The blockchain industry is expected to grow from $7.18 billion in 2022 to $67.4 billion by 2026, with most of the growth coming from the United States. The widespread use of blockchain technology has made smart contracts and digital identities available, which, together with an increase in venture capital funding and investment, is a major driver of the market’s rapid development.

By 2027, the report predicts that blockchain-focused businesses will account for $67.4 billion, or 17.64% of the total estimated value of $382 billion. According to research provided with Finbold on September 20 by Utility Bidder, five of the ten most influential fintech companies in 2022 are crypto companies. An overall fintech index score was calculated by considering a number of variables, such as a company’s value, funding, social media following and online profile visibility.

OpenSea, the largest non-fungible token (NFT) marketplace, with an overall fintech score of 8.61, ranking it second among the top ten businesses and highest among blockchain and cryptocurrency firms. It was just behind personal finance startup Chime.

Is Crypto Conquering the Fintech Industry?

The average bank customer in a nation with a stable primary currency has limited understanding of cryptocurrency. Unless they are already committed crypto enthusiasts, these buyers will not see much value in switching from fiat cash to cryptocurrencies, and some may even view cryptocurrencies as overly dangerous.

However, in regions where currencies are volatile, both cryptocurrency usage and acceptance rates are higher. Bitcoin, for example, has gained a lot of popularity as a safer alternative to the bolivar in Venezuela after the bolivar’s rapid devaluation.

In addition, the roughly 1 billion individuals globally who have access to a mobile device but no bank account are finding cryptocurrencies to be of great interest. Customers who are “unbanked” have limited access to conventional banking services, but have greater access to cryptocurrency-based goods.

These days, smart contracts are one of the most talked about innovations in the fintech sector. In terms of technology, smart contracts and defi need the use of the Ethereum cryptocurrency and the blockchain. However, we believe that the new business models and development paths that can be enabled by these technologies are much more exciting than the technologies themselves. Consider the importance of liquidity, a key component of financial markets. For a market or exchange to function well, it must attract a large number of buyers and sellers who can maintain a stable price and conduct frequent trades. But how can an automated exchange generate a liquidity pool? To facilitate cryptocurrency trading, defi organizations have established a liquidity pool by sharing profits with liquidity providers.

The future of Fintech

Fascinatingly, the analysis estimates that the fintech industry will be valued at more than $171 billion in 2022, and that this amount will grow to more than $228 billion by 2024.
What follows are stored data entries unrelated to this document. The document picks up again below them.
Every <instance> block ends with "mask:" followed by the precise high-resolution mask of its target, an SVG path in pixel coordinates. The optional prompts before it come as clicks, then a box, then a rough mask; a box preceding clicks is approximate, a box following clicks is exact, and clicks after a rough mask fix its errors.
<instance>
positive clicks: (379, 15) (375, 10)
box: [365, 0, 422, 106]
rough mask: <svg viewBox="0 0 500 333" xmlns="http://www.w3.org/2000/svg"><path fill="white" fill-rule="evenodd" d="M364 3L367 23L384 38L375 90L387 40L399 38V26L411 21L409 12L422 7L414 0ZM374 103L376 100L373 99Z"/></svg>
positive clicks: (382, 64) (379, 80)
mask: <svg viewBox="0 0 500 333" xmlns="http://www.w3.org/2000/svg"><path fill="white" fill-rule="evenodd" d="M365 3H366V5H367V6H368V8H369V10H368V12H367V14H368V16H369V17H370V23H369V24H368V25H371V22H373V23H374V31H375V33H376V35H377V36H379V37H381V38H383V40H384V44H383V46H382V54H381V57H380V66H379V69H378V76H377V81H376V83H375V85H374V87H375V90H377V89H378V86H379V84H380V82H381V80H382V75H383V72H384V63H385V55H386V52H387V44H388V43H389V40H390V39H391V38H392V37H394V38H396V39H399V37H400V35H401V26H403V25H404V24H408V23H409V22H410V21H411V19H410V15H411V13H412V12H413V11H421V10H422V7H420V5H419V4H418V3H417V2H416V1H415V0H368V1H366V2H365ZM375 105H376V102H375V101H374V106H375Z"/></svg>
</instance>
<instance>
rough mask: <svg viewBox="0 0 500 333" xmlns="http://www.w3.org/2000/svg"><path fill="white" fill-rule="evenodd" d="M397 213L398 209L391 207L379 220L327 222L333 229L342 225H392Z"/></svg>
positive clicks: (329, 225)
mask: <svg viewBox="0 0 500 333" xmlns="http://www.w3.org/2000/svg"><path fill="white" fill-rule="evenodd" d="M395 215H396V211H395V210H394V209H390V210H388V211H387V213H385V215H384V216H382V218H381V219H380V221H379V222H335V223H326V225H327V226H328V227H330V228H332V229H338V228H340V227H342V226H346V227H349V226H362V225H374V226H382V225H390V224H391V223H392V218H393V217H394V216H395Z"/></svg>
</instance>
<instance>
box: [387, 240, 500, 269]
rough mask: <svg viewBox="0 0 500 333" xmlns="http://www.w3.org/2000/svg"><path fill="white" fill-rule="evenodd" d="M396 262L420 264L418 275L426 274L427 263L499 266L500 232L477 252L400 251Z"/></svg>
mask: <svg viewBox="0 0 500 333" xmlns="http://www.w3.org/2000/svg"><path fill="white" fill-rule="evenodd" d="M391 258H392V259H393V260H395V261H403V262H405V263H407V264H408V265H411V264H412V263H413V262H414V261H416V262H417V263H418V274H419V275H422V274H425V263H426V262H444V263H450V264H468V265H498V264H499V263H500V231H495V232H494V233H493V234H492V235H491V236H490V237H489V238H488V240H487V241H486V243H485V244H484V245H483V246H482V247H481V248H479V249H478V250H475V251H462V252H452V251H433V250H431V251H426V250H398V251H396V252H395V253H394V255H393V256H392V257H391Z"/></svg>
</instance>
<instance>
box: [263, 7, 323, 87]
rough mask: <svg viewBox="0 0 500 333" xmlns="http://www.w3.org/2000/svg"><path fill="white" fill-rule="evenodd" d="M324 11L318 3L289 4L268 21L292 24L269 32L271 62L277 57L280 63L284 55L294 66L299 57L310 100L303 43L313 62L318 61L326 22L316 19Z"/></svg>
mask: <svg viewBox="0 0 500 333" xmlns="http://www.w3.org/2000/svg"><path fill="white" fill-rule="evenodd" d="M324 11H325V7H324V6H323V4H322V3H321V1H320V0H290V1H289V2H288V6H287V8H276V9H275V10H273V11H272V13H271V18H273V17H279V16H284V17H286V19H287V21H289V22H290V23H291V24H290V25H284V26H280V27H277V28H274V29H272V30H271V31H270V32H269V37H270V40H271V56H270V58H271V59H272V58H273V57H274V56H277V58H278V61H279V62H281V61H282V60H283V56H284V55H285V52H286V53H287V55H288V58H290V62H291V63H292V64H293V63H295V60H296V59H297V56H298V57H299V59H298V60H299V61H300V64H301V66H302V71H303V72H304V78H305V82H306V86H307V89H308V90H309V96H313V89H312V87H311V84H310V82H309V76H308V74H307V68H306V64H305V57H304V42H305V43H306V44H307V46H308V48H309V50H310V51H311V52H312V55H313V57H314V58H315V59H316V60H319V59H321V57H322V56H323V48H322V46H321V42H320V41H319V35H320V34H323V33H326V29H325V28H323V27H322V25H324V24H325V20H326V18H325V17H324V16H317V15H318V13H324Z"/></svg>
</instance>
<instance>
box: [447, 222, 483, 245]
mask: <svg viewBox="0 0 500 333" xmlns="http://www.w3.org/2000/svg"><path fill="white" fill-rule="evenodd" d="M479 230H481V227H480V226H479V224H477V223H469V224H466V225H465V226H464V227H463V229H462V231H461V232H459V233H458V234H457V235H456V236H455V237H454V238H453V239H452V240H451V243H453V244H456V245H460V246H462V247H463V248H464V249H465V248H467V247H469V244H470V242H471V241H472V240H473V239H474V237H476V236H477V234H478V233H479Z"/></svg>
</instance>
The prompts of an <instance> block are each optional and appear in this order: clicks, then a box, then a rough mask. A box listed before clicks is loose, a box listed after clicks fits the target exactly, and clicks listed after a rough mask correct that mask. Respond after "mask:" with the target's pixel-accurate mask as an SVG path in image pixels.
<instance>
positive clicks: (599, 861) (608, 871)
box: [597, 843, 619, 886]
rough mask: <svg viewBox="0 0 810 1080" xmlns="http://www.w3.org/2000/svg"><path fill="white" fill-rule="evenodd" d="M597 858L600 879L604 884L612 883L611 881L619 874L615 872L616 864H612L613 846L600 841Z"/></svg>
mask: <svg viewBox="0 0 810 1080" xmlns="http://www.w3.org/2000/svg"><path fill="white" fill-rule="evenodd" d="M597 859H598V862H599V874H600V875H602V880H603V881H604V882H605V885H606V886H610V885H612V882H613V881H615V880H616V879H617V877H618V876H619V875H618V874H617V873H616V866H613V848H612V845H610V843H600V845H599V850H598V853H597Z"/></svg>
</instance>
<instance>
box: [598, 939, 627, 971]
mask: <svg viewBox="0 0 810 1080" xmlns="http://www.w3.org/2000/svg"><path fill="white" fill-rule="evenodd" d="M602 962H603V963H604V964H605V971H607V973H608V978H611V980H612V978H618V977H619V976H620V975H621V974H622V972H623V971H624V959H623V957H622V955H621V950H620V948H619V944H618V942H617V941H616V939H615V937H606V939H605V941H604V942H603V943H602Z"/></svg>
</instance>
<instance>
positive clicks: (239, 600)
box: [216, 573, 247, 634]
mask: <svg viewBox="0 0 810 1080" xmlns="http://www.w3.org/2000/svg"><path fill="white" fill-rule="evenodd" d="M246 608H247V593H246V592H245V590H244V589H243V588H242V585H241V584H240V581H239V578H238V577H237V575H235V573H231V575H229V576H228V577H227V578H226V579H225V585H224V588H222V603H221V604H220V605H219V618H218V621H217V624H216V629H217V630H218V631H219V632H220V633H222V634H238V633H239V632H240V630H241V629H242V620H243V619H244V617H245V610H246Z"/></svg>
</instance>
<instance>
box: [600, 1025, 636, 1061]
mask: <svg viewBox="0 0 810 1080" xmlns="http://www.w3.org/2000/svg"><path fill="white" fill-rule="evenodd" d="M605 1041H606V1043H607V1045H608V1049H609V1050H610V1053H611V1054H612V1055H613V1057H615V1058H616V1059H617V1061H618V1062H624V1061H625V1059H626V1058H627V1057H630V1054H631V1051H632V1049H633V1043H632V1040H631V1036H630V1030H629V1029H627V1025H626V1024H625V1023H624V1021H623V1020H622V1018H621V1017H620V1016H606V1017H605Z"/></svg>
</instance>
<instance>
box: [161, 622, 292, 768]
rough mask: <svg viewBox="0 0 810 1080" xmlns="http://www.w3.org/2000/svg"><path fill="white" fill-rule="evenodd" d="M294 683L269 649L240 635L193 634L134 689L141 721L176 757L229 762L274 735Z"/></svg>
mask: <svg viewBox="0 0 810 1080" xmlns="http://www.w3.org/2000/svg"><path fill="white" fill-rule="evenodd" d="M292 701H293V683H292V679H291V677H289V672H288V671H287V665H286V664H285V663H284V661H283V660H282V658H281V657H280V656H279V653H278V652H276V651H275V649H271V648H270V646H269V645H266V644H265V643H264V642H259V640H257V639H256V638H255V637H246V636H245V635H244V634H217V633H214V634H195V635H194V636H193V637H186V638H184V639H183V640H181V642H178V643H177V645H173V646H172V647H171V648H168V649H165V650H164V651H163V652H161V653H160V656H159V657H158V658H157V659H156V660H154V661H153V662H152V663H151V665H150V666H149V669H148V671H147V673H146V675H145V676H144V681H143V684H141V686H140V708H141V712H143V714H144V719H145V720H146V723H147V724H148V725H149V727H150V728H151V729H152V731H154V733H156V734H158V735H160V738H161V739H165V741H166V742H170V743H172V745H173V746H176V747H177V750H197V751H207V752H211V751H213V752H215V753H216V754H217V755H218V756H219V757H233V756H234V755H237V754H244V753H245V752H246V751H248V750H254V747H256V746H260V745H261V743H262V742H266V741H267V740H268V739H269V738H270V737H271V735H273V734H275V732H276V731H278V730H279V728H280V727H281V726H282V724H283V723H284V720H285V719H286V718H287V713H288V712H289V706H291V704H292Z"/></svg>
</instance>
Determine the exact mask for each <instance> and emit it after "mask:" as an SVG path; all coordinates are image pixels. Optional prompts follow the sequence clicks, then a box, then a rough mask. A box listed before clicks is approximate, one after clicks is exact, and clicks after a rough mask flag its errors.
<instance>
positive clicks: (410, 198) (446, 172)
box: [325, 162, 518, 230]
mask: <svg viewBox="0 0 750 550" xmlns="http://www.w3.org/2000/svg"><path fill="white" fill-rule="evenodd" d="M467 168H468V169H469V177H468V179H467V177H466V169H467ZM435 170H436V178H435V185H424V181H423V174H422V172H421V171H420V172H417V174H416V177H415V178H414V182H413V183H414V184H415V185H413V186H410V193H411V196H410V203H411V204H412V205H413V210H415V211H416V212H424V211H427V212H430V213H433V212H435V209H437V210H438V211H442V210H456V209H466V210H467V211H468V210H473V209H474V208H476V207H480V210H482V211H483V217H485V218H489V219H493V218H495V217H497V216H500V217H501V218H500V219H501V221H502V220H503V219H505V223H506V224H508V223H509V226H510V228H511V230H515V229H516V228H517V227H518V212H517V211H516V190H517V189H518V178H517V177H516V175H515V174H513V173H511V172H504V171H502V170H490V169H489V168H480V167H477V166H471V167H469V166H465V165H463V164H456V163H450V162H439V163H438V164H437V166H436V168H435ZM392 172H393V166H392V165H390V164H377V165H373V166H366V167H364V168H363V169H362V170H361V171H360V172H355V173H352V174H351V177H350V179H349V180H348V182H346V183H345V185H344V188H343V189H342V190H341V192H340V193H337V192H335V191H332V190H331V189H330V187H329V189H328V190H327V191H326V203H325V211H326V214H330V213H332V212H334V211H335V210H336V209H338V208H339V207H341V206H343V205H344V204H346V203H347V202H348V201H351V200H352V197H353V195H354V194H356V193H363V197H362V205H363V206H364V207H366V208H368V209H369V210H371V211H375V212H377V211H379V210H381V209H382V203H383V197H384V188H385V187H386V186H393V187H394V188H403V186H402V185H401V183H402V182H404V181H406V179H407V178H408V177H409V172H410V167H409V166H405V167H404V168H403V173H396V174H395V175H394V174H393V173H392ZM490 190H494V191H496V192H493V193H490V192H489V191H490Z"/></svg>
In terms of investments and Google searches in 2021, the statistics show that Robinhood was the most prominent financial technology business.

Accepting cryptocurrency allows businesses to sell in international markets where accepting traditional credit cards is impractical. Credit cards were not designed for the Internet, and crypto has proven to reduce high fees, increase payment transparency and efficiency, and eliminate fraudulent transactions. This is according to Stephen Pair, co-founder and CEO of BitPay.

Traditional financial institutions have been criticized by customers for their painfully long transaction approval times. This is mostly due to the multiple levels of bureaucracy often involved in such processes. Anyone who has ever tried to move funds internationally between two banks knows how time-consuming it can be. Problems arise even when you move money across financial institutions within the same nation. This means that crypto and decentralized finance are likely to be adopted by fintech firms in the near future.

A demand for decentralization and trustless transactions, both of which are lacking in today’s financial system, have contributed to the rise of cryptocurrencies, but catching on to this new technology will not be easy.

It should also be said that cryptocurrencies are vulnerable to a number of risks, including price fluctuations, security breaches and exchange rate fluctuations. Concerns have also been raised regarding the potential for bubbles, money laundering, organized crime and terrorist financing. But apart from these risks, it should be highlighted that cryptos can provide a lot of convenience and comfort in the banking system and financial services.

Half of the most powerful fintech companies in 2022 were in the cryptocurrency and blockchain space, which has been heavily impacted by the bear market and marked by multiple bankruptcies and regulatory uncertainty, so their findings are all the more fascinating for that.